What to expect in 2019: OBJ becomes Baker Mayfield's new No. 1 target and should benefit both from the QB change and joining a Browns offense that has other weapons that defenses will have to account for. If you want Beckham, you will probably have to take him in the first round again.
(Photo by Matt Starkey, courtesy of www.clevelandbrowns.com)
Allen Robinson, WR, Bears
2018 stats: 13 games, 55 receptions for 754 yards, four TDs; one lost fumble
What went wrong in 2018: Those expecting Robinson to make a big splash in his first season in Chicago were sorely disappointed. Drafted as a solid WR2, he barely finished in the top 50. He missed three games due to injuries and produced just one 100-yard effort and four TDs.
What to expect in 2019: Robinson is still a very good wide receiver, but he should be treated more as a low-end WR2/safe WR3 in fantasy. Mitchell Trubisky is still developing as a quarterback and doesn't lack for options to throw to. Lower your expectations slightly when considering taking Robinson, and then you can be pleasantly surprised if he exceeds them.

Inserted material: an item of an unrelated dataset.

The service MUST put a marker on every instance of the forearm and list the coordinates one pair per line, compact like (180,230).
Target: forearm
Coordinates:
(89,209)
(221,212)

(Photo by Stephen Carrera, courtesy of www.chicagobears.com)
Jimmy Graham, TE, Packers
2018 stats: 16 games, 55 receptions for 636 yards, two TDs
What went wrong in 2018: He was the fourth tight end off the board in most drafts, but the fantasy magic that many were projecting from an Aaron Rodgers-Graham pairing just never materialized. Graham never really emerged as a red zone threat as his touchdowns dropped from 10 in 2017 (in Seattle) to just two.
What to expect in 2019: Graham is still a part of the Packers' game plan, but there's a new coaching staff in place, and Green Bay drafted Texas A&M All-American Jace Sternberger in the third round. Graham is looking more like a TE2 this year.